12. Go back to the first form's code window.
13. Select DataGridView1 from the drop-down list at the top-left and CellDoubleClick from the top-right.  That will create an empty handler for the grid's CellDoubleClick event.
14. Add the following code to the empty event handler:
VB.NET Code:
Dim row As DataRow = DirectCast(Me.BindingSource1.Current, DataRowView).Row
 Using dialogue As New Form2(row)
    dialogue.ShowDialog()
End Using
Now run the project and double-click any cell in the grid and observe the data for that record displayed in a dialogue.  Note that you can click the column headers to sort the data and double-clicking will still always display the correct data.  That's one of the advantages of using a BindingSource.
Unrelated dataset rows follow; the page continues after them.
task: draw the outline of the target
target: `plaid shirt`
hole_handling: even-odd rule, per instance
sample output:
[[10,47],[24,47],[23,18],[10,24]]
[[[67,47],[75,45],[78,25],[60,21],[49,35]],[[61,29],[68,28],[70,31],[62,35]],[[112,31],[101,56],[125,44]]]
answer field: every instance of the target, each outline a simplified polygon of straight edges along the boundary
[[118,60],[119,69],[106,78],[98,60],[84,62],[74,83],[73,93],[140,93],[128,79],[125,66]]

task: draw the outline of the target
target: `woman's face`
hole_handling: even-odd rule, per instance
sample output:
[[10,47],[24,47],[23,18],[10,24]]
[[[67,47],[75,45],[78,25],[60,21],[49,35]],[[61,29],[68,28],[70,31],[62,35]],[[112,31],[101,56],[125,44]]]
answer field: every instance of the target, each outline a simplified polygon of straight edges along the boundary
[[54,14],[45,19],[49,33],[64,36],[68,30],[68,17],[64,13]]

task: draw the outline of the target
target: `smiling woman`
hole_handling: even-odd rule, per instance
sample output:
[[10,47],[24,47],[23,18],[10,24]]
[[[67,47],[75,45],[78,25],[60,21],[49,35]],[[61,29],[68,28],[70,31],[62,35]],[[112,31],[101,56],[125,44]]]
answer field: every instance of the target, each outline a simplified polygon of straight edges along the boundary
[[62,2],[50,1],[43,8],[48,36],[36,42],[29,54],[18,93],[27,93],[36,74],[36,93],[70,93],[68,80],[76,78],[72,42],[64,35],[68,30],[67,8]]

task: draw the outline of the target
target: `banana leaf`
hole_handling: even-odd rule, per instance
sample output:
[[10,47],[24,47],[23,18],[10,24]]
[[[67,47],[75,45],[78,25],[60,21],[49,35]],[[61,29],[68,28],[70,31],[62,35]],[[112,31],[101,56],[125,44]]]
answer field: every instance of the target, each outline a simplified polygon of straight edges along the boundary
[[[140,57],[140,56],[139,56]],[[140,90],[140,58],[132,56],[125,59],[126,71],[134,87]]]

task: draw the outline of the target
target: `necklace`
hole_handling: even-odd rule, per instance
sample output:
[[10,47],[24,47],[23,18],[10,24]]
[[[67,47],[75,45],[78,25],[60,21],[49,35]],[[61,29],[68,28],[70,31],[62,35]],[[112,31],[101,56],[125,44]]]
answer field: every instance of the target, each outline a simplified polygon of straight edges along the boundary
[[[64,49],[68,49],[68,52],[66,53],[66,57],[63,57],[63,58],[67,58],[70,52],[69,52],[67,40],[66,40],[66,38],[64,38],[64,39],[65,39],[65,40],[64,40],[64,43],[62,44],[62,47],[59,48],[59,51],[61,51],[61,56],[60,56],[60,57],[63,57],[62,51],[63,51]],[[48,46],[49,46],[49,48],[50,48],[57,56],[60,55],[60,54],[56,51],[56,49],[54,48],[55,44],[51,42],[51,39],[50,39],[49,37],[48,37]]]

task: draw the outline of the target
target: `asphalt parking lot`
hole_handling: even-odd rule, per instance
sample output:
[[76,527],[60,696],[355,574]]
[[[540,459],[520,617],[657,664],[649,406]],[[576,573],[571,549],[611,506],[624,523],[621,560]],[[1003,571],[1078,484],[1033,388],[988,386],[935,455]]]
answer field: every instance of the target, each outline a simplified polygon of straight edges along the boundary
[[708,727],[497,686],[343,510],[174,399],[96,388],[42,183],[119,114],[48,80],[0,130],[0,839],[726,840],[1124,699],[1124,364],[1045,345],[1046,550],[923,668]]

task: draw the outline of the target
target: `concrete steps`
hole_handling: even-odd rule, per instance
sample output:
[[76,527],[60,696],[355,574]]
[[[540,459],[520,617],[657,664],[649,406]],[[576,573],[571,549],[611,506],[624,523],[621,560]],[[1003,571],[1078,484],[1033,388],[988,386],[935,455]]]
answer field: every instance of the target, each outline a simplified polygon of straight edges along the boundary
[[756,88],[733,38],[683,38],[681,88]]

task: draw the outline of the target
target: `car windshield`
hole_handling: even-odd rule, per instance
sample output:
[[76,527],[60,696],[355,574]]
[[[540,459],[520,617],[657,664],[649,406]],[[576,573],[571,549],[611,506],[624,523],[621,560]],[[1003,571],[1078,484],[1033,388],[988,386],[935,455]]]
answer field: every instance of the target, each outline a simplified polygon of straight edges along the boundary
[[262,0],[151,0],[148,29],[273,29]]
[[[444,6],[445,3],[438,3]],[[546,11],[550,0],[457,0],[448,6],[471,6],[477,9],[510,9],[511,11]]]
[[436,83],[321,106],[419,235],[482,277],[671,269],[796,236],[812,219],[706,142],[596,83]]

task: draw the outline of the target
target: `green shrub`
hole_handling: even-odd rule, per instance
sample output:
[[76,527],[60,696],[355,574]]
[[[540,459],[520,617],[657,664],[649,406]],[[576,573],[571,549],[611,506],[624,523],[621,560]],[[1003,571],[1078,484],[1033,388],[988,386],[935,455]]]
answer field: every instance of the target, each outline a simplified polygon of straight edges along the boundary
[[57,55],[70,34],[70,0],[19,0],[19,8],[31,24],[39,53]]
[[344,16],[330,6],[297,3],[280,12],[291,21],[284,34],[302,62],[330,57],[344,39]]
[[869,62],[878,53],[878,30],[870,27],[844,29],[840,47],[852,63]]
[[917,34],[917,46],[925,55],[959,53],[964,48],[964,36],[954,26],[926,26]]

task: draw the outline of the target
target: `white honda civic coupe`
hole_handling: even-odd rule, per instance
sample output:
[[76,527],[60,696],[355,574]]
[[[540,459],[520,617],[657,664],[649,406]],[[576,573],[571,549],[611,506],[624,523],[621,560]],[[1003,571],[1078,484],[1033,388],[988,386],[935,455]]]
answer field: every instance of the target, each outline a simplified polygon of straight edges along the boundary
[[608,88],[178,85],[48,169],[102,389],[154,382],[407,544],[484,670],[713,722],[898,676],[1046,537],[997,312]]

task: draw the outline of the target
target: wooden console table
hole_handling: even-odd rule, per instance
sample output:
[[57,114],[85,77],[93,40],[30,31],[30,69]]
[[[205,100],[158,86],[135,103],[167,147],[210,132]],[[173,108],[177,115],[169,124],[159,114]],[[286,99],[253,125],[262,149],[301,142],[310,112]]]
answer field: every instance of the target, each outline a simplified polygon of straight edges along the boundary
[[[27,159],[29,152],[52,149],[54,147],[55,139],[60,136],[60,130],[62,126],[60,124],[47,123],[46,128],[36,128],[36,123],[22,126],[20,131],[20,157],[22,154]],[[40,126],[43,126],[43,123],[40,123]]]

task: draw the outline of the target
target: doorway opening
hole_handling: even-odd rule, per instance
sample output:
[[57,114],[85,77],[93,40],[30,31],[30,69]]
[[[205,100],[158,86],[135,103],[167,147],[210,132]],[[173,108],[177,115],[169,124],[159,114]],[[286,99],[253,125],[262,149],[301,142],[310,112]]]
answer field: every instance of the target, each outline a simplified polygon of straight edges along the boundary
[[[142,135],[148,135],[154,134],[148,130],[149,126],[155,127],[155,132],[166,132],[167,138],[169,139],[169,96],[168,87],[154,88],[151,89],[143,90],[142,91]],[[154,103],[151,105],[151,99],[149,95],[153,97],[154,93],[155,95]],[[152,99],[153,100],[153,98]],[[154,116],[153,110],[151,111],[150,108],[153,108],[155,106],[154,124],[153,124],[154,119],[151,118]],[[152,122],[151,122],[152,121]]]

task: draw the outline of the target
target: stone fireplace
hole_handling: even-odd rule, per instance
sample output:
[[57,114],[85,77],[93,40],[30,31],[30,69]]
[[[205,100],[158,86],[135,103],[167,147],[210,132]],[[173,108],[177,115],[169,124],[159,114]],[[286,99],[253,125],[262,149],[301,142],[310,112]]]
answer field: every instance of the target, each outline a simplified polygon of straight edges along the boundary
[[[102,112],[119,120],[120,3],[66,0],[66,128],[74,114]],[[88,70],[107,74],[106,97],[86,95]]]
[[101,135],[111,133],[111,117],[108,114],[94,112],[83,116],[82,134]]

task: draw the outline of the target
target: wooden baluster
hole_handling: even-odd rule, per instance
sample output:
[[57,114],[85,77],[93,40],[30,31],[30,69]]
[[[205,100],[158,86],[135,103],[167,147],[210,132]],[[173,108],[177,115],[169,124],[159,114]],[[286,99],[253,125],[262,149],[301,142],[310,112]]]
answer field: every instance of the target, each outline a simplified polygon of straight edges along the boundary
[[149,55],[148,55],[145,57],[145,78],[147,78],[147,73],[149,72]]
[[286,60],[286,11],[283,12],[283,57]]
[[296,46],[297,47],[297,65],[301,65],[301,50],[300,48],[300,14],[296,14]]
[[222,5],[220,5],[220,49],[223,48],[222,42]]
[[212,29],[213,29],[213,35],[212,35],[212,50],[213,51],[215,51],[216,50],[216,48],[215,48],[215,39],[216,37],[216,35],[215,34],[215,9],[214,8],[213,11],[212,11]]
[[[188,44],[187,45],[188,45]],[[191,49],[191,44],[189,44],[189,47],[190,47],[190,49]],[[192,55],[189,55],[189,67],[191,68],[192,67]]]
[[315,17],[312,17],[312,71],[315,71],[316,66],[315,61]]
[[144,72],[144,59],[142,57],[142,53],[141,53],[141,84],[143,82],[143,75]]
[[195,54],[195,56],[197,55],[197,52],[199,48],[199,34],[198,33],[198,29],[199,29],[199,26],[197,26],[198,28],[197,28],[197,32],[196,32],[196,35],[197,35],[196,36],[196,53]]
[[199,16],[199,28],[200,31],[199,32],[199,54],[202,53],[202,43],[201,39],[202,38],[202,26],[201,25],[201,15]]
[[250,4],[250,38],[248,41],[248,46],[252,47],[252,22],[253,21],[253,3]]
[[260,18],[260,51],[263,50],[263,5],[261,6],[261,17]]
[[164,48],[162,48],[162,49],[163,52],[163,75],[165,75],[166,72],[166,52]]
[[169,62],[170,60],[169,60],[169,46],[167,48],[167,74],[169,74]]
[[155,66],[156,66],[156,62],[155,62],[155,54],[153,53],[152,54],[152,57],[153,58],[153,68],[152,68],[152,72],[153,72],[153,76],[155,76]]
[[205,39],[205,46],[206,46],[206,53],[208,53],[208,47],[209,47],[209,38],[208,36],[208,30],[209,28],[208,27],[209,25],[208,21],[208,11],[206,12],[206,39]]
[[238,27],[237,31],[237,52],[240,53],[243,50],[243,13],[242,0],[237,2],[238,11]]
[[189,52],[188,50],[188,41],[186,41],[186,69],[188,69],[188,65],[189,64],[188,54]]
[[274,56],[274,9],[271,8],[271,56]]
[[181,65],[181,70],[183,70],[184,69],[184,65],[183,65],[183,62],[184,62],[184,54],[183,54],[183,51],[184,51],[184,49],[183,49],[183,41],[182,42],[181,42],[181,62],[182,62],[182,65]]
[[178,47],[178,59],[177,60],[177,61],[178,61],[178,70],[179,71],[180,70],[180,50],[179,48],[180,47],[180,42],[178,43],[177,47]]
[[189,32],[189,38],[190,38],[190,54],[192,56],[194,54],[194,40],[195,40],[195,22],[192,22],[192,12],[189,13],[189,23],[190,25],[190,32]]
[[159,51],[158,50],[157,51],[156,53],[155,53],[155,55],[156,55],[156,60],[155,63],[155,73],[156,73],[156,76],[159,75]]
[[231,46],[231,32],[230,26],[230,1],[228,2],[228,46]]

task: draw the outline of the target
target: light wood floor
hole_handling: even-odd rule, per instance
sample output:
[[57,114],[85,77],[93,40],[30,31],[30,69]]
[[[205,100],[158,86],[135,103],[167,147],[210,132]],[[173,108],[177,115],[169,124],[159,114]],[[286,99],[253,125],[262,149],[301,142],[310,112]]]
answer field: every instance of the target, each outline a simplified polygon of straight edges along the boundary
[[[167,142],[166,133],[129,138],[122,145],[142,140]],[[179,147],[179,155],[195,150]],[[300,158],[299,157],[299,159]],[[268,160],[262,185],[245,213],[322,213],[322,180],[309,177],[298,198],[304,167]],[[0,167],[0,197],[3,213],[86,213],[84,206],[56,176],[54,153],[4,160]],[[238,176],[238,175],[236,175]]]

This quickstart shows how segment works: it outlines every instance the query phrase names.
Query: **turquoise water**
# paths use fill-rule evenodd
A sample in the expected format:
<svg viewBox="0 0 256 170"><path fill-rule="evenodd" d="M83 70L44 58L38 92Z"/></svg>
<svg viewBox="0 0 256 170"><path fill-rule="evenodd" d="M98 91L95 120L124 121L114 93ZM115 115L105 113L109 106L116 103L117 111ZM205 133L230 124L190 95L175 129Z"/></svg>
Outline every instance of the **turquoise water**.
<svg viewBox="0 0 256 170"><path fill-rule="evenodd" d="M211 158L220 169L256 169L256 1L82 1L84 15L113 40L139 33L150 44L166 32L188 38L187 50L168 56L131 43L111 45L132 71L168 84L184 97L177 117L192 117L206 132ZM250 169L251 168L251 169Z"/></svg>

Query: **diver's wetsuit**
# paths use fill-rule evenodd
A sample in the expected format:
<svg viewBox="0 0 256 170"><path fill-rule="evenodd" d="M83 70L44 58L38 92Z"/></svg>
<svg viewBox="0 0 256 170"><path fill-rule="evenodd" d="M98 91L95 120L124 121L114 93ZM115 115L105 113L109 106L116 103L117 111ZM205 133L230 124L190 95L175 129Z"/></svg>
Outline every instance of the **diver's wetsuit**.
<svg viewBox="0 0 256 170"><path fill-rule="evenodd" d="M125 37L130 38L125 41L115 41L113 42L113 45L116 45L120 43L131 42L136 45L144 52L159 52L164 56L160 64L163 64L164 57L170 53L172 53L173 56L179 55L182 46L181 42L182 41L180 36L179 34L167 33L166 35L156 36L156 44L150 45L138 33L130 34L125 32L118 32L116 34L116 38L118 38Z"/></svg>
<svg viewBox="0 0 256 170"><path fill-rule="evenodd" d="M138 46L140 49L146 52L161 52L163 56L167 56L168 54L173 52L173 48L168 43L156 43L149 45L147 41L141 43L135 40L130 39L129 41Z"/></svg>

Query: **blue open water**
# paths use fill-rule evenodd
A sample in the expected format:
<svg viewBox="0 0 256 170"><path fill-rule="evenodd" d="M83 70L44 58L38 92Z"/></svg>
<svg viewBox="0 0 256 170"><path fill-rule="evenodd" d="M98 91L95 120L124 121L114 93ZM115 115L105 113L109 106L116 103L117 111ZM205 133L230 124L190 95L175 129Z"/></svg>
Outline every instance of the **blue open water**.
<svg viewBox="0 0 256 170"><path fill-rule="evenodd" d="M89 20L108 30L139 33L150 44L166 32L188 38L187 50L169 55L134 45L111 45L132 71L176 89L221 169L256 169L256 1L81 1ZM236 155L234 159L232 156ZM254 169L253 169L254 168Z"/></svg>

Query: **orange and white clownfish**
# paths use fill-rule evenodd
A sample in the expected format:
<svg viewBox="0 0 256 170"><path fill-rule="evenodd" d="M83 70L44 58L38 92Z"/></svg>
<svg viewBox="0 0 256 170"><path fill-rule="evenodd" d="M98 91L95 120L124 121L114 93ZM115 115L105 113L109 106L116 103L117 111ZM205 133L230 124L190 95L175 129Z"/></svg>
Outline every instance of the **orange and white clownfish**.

15. Go back to the design window for Form2.
16. Add a Button, set its Name property to "okButton", its Text property to "OK" and its DialogResult property to OK.
17. Add a Button, set its Name property to "cancelOperationButton" and its Text property to "Cancel".
18. Select the okButton for the form's AcceptButton property.
19. Select the cancelOperationButton for the form's CancelButton property.
20. Double-click the okButton to create an empty Click event handler.
21. Add the following code to the empty event handler:
VB.NET Code:
Me.data("Name") = Me.nameText.Text
That's it.  You've finished the whole thing.  Now you can run the project and double click a record to open it for editing in the dialogue.  You can change the value of the Name property and press the OK button and observe the grid update automatically.  Note also that if you edit the name field in the dialogue and press Cancel no changes are made to the grid.  Finally, note that you can also add new rows and then edit them the same way.

----------


## shyguyjeff

> Using dialogue As New Form2(row)
>     dialogue.ShowDialog()
> End Using


Hi jmcilhinney I tred your program but i got an error. On my quoted phrase above. How can i translate it to vb.net 1.0 platform?It returns error to me.

----------


## jmcilhinney

> Hi jmcilhinney I tred your program but i got an error. On my quoted phrase above. How can i translate it to vb.net 1.0 platform?It returns error to me.


Please don't ever post that you get an error without posting what the error message is.  The error message is provided for a reason: to help diagnose the issue.  If you want us to diagnose the issue for you then it stands to reason that you should pass on the error message.

Fortunately, in this case, I know what the problem is.  Don't assume that that will always be the case:
VB.NET Code:
Dim dialogue As New Form2(row)
 dialogue.ShowDialog()
dialogue.Dispose()

----------


## shyguyjeff

Ok jm...thanks...this is my error on the code area..

----------


## jmcilhinney

> Ok jm...thanks...this is my error on the code area..


Firstly, that is completely not the error I assumed it was, which just goes to show why you need to post your error message.

Secondly, you still haven't posted your error message.  Look in the Errors window or just mouse over the wavy blue line.  Otherwise we can only guess and, frankly, that's a waste of time.

----------


## shyguyjeff

okay..sorry if understand so hard...

----------


## kettlch

I have an application that is getting the data source from an MS Access table.  So I tried just creating a test application doing basically all that you have here except that in setting up the bindingsource I connect to the MS Access table to get the data.

I've got up to point 14 so far and it runs okay without errors EXCEPT that when I double click on and the dialog pops up, it isn't showing the data from the row I've clicked on, but rather always showing the data from the first row in the table.  I can't see what I've done differently to your code that could be causing this.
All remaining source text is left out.